Your Imperial Majesty,

I will make the arrangements.

Ever your servant,

Commandant Keris Veturia

“Don’t give up on me,” I say when Mazen shakes his head in disgust. “Darin doesn’t have anyone else. You were close to my parents. Think of them—please. They wouldn’t want their only son to die because you refused to help. ”

“I’m trying to help. ” Mazen is unrelenting, and something about the set of his shoulders and the iron in his eyes reminds me of my mother. I understand now why he’s leader of the Resistance. “But you have to help me. This rescue mission will cost more than just lives. We’ll be putting the Resistance itself on the line. If our fighters are caught, we risk them giving up information under interrogation. I’m gambling everything to help you, Laia. ” He crosses his arms. “Make it worth my while. ”

“I will. I promise I will. One more chance. ”

He stares stonily at me for a moment longer before looking to Sana, who nods, and Keenan, who offers a shrug that could mean any number of things.

“One chance,” Mazen says. “Fail me again and we’re done. Keenan, see her out. ”

XVI: Elias, SEVEN DAYS EARLIER

The Great Wastes. That’s where the Augurs have left me, in this salt-white flatness that stretches for hundreds of miles, marked by nothing but angry black cracks and the occasional gnarled Jack tree.

The pale outline of the moon sits above me like something forgotten. It’s more than half-full, as it had been yesterday—which means that somehow the Augurs have moved me three hundred miles from Serra in one night. At this time yesterday, I was in Grandfather’s carriage, on my way to Blackcliff.

My dagger is driven through a limp piece of parchment and into the scorched ground beside the tree. I tuck the weapon into my belt—it’s the difference between life and death out here. The parchment is written in an unfamiliar hand.

The Trial of Courage

The belltower. Sunset on the seventh day.

That’s clear enough. If today counts as the first day, I have six full days to reach the belltower or the Augurs will kill me for failing the Trial.

The air’s so dry that breathing burns my nostrils. I lick my lips, already thirsty, and hunch beneath the paltry shade of the Jack tree to consider my predicament.

The stink in the air tells me that the glittering patch of blue to the west of me is Lake Vitan. Its sulfurous stench is legendary, and it’s the only source of water in this wasteland. It’s also pure salt and so completely useless to me. In any case, my path lies east through the Serran Mountain Range.

Two days to get to the mountains. Two more to get to Walker’s Gap, the only way through. A day to get through the Gap and a day to get down to Serra. Six full days exactly, if everything goes as planned.

It’s too easy.

I think back to the foretelling I read in the Commandant’s office. Courage to face their darkest fears. Some people might fear the desert. I’m not one of them.

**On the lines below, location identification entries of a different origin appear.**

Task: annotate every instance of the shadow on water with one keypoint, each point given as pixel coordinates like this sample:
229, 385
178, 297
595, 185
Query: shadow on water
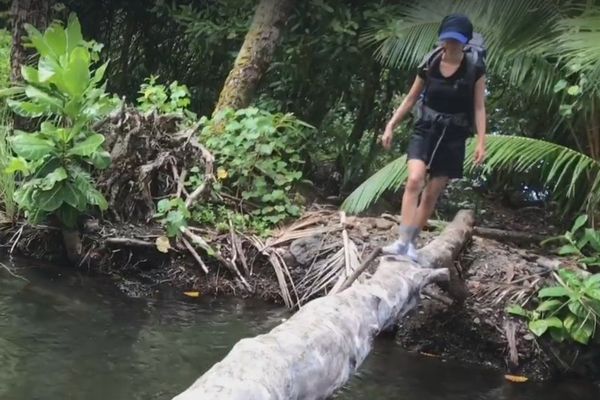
65, 335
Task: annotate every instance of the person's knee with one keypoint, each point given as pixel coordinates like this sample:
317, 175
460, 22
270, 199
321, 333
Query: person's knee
414, 184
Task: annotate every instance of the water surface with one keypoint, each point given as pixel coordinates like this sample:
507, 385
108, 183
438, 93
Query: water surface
65, 335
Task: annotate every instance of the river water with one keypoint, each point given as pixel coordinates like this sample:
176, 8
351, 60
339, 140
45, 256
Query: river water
65, 335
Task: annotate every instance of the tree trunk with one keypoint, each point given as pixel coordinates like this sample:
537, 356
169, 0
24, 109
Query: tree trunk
256, 54
33, 12
314, 353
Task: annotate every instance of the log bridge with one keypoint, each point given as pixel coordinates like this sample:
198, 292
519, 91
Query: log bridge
314, 353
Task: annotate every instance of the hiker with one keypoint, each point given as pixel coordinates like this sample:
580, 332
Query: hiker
449, 91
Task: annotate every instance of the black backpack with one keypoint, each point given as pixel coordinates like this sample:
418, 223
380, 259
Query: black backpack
476, 53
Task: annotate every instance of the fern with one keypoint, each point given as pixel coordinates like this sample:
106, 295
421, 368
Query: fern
572, 177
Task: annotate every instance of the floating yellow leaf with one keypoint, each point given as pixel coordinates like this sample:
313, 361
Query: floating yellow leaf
162, 244
222, 173
516, 378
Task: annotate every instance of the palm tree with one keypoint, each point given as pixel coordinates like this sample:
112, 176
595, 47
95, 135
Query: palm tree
549, 50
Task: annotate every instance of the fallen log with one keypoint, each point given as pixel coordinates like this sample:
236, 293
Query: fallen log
314, 353
516, 237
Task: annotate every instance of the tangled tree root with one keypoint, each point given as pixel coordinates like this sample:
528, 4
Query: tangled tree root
151, 157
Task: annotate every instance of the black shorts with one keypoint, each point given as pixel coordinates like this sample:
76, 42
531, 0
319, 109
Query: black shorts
448, 158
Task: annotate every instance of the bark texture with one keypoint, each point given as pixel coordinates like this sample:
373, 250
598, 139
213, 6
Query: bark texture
34, 12
255, 55
314, 353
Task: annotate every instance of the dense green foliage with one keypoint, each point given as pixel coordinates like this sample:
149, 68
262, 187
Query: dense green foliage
581, 242
7, 182
259, 154
66, 90
569, 310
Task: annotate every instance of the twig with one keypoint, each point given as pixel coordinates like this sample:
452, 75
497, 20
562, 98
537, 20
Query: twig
442, 299
181, 182
205, 186
345, 240
227, 263
195, 254
350, 280
13, 274
128, 242
16, 237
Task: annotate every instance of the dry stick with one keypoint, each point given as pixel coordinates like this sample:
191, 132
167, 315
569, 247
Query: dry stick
128, 242
350, 280
346, 241
195, 254
202, 243
16, 237
12, 273
205, 186
442, 299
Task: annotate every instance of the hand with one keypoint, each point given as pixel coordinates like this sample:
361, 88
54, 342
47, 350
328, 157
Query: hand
479, 154
386, 139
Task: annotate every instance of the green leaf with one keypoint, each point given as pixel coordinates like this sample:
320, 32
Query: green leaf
568, 249
555, 291
50, 200
558, 334
78, 72
27, 109
549, 305
17, 164
88, 146
574, 90
51, 102
73, 34
540, 326
31, 147
560, 85
518, 310
578, 309
58, 175
30, 74
579, 222
582, 332
96, 198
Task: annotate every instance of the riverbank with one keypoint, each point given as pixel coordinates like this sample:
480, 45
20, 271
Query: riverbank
307, 258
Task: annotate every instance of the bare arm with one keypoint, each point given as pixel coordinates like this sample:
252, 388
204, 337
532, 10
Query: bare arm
480, 114
408, 103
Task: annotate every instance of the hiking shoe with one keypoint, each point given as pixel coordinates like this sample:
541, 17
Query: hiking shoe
411, 252
396, 248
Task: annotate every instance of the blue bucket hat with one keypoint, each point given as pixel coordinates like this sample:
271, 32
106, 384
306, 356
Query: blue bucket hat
456, 27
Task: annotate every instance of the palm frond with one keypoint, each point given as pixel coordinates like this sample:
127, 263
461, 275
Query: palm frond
390, 177
516, 32
569, 175
573, 178
578, 44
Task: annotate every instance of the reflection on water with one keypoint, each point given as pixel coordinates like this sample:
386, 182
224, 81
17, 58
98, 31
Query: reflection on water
68, 336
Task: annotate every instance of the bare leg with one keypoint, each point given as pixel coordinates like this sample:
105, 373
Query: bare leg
429, 199
414, 185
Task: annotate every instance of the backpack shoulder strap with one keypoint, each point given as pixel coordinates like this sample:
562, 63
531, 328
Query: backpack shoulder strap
472, 60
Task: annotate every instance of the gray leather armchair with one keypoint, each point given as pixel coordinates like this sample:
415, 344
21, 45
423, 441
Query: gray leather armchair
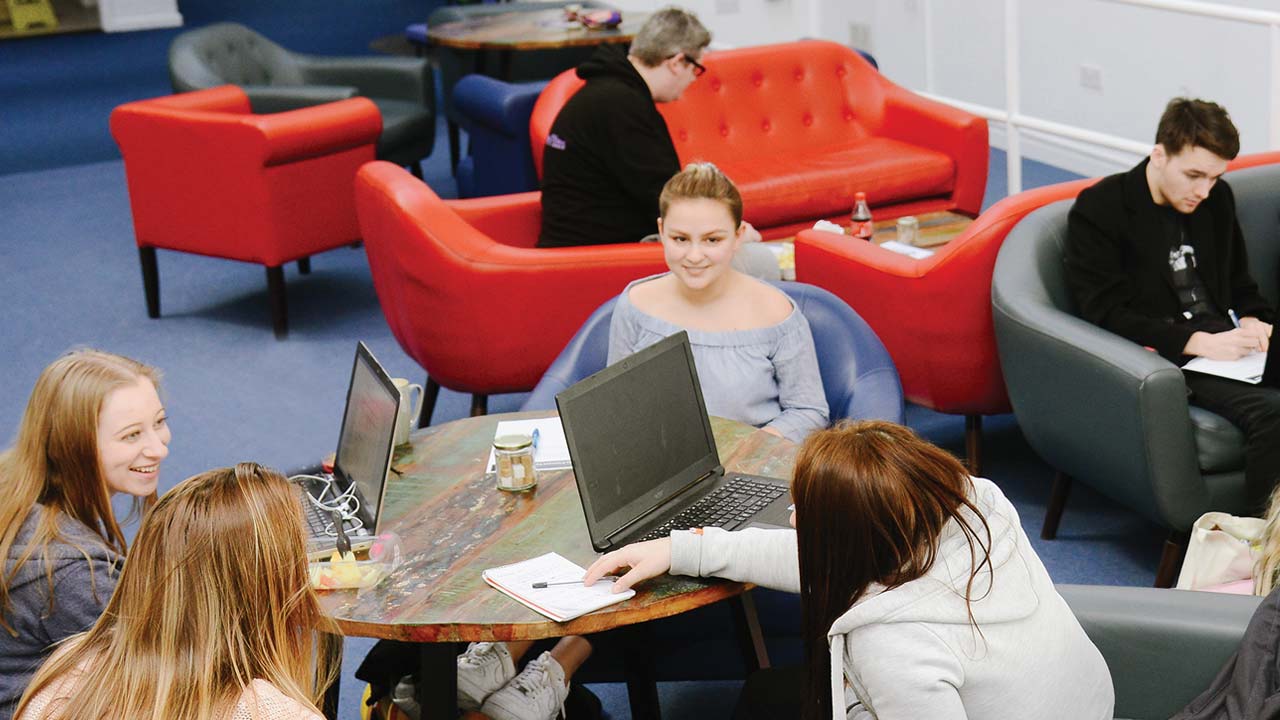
1101, 409
507, 65
278, 80
1162, 647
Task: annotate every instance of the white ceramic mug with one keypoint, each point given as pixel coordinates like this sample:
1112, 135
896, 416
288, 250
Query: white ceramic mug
408, 410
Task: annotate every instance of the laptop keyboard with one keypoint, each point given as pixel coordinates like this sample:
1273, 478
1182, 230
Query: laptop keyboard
726, 506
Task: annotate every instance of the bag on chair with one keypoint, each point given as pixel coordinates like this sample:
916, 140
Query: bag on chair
1223, 548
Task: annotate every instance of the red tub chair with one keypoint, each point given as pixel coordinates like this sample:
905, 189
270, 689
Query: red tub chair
465, 291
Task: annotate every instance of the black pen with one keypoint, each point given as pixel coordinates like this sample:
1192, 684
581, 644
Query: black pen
544, 584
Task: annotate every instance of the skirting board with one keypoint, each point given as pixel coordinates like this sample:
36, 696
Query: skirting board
1074, 155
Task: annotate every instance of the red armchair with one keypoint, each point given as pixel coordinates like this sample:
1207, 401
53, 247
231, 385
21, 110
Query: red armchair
206, 176
465, 291
803, 126
933, 314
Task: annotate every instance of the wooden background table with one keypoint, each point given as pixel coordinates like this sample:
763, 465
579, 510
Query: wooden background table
528, 30
453, 524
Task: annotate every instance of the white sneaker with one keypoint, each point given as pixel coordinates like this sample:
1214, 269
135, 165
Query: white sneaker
536, 693
483, 669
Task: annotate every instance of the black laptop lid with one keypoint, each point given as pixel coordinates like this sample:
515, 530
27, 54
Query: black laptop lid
638, 434
368, 436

Which means there’s something else out here. Something that hasn’t revealed itself.

I tear strips of cloth off my shirt and wrap my feet. I have only what I fell asleep with—my fatigues and my dagger. I’m suddenly, fervently grateful that I was too exhausted from combat training to strip before sleeping. Traveling the Great Wastes naked—that would be its own special sort of hell.

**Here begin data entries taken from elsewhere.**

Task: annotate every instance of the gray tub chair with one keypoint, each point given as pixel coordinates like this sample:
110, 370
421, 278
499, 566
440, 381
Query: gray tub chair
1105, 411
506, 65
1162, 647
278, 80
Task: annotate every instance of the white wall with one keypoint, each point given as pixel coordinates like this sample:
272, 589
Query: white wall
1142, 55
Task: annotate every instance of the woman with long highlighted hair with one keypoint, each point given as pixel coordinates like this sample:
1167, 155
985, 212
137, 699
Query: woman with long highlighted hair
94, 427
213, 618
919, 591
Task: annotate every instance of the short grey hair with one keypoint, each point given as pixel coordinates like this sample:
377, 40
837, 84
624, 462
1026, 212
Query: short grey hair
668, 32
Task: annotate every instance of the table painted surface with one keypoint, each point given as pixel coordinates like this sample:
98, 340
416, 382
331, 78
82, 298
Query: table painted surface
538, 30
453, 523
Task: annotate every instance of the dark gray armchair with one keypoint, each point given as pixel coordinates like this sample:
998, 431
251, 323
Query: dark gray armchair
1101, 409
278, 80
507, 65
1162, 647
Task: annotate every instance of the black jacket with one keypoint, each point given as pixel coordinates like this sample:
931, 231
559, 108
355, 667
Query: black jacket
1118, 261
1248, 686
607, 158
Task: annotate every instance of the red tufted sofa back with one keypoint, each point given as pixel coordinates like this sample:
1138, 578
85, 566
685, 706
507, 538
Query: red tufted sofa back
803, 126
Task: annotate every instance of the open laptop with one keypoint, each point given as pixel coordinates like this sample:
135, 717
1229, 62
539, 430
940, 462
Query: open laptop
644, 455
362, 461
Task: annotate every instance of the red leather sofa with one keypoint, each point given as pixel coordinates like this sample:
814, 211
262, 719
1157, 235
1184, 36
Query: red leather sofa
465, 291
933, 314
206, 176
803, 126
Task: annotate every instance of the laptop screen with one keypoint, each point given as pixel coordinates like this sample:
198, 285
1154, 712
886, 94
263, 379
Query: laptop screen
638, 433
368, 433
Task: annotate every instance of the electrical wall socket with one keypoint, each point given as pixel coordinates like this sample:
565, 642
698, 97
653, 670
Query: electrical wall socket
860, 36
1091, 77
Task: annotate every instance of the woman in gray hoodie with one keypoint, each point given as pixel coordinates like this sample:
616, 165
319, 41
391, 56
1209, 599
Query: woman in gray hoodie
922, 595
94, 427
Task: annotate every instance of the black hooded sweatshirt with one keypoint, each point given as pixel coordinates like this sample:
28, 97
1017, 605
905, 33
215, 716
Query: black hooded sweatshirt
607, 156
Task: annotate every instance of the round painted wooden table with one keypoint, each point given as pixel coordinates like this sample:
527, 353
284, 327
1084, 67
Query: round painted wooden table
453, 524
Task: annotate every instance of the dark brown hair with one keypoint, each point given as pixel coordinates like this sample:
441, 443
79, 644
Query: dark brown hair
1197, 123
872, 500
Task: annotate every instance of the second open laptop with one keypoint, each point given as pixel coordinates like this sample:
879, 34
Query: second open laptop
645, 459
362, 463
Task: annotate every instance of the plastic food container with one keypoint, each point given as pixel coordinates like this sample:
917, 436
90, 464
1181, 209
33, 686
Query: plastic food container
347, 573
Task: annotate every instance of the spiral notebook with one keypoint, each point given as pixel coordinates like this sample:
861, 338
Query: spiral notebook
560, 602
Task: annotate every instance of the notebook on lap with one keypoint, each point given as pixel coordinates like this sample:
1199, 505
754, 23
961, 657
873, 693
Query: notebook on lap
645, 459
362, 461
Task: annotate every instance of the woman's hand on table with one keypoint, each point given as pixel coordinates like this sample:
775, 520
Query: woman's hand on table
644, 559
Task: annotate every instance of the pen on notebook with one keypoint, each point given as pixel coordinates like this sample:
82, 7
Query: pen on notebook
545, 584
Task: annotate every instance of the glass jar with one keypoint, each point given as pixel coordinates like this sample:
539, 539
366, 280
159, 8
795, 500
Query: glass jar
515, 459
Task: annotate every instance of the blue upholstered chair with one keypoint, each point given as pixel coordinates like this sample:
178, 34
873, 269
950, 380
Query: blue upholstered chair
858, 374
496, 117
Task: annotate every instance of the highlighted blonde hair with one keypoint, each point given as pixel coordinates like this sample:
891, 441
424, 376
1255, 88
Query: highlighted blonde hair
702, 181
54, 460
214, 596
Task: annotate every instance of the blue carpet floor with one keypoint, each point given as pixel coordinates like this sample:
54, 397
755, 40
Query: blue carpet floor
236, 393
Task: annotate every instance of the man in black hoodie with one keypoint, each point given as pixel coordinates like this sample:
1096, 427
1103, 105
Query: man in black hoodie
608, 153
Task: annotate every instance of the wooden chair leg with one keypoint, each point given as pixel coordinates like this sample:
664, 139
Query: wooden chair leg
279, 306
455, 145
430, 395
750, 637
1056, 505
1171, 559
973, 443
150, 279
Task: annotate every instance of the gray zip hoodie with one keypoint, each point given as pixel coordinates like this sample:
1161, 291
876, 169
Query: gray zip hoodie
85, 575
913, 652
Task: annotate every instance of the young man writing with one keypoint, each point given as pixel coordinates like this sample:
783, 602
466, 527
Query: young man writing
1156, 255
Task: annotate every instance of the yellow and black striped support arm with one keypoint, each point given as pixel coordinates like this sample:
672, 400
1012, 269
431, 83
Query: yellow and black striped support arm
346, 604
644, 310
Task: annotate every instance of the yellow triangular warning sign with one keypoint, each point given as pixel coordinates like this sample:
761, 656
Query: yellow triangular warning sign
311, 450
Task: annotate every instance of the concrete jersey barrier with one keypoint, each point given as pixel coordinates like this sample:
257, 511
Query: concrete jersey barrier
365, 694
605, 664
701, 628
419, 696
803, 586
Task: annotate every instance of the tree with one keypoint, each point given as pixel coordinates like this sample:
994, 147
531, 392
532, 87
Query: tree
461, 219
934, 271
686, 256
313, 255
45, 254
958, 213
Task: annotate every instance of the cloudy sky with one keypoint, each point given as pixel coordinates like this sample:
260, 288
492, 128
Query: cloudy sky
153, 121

Soon the sun sinks into the wild sky of the west, and I stand in the rapidly cooling air. Time to run. I set out at a steady jog, my eyes roving ahead. After a mile, a breeze meanders past, and for a second, I think I smell smoke and death. The smell fades, but it leaves me uneasy.

What are my fears? I rack my brain, but I can’t think of anything. Most of Blackcliff’s students fear something, though never for long. When we were Yearlings, the Commandant ordered Helene to rappel down the cliffs again and again until she could drop with nothing but a clenched jaw to betray her terror. That same year, the Commandant forced Faris to keep a bird-eating desert tarantula as a pet, telling him that if the spider died, he would too.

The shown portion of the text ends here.